素世故意停下手指,将指腹停留在肥屄入口外,用指甲最圆润的地方在那两瓣红肿翻卷的肉唇边缘轻轻刮蹭,带起一串透明拉丝的黏液,把那股瘙痒感拨弄到了最难以忍受的巅峰。
「你确定吗?」素世居高临下地俯视着她,眼神中透着冰冷的戏谑与绝对的支配,「小祥的丑态可是都会被拍下来的哦。想要高潮的话,就对着镜头大声说自己是离不开素世手指的贱货。」
那台架在面前的单反摄像机,红色的指示灯依然在冰冷而忠实地闪烁着,记录下这头曾经高贵的千金大小姐此刻摇尾乞怜的每一个瞬间。
那股汇聚在深处被刻意堵截在爆发边缘的欲火,已经彻底冲毁了祥子最后一丝生而为人的羞耻底线。意志的防线彻底溃散,她再也顾不上什么体面和骄傲,满脑子只剩下那股能将她淹死的渴望。
「求,求求你了……再快一点……不,我在说什么……齁噢噢噢哦哦哦哦哦~~❤️❤️去了……去了……❤️」
两行清泪顺着眼角滑落,祥子不顾一切地向后用力顶弄着丰满的翘臀,主动将素世停留在穴口的手指大口大口地吞吃进娇嫩的屁穴与肉穴的最深处。

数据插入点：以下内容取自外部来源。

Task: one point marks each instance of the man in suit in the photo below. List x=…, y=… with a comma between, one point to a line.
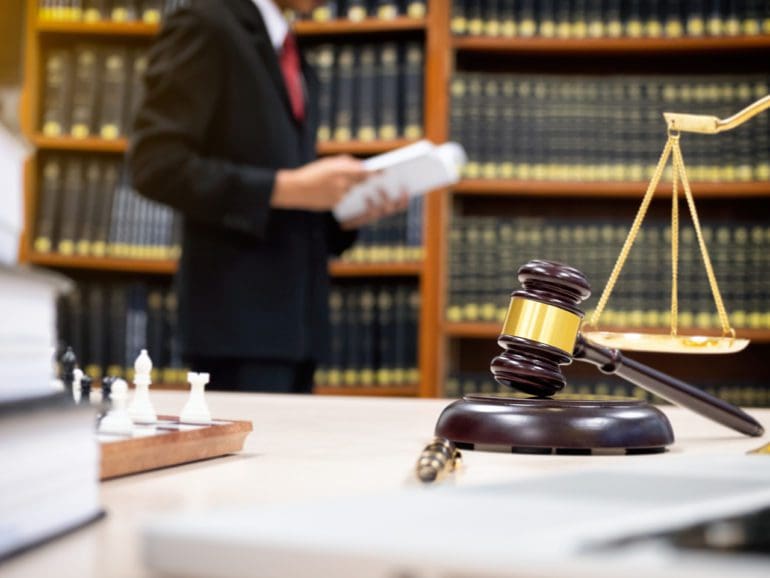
x=226, y=135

伴随着一声声甜腻浪叫,祥子的小腹骤然往下一塌,肥满的花穴深处如同决堤般喷涌出大股大股滚烫的清亮液体。那股浓郁的骚水夹杂着白浊的体液,顺着大腿根狂泄而出,滴滴答答地将整个真皮沙发浇灌成一片淫靡的水泊。娇嫩的胴体在连续的极乐冲刷下剧烈地打着摆子,直到最后一滴体液被彻底榨干才像一滩烂泥般瘫软下去。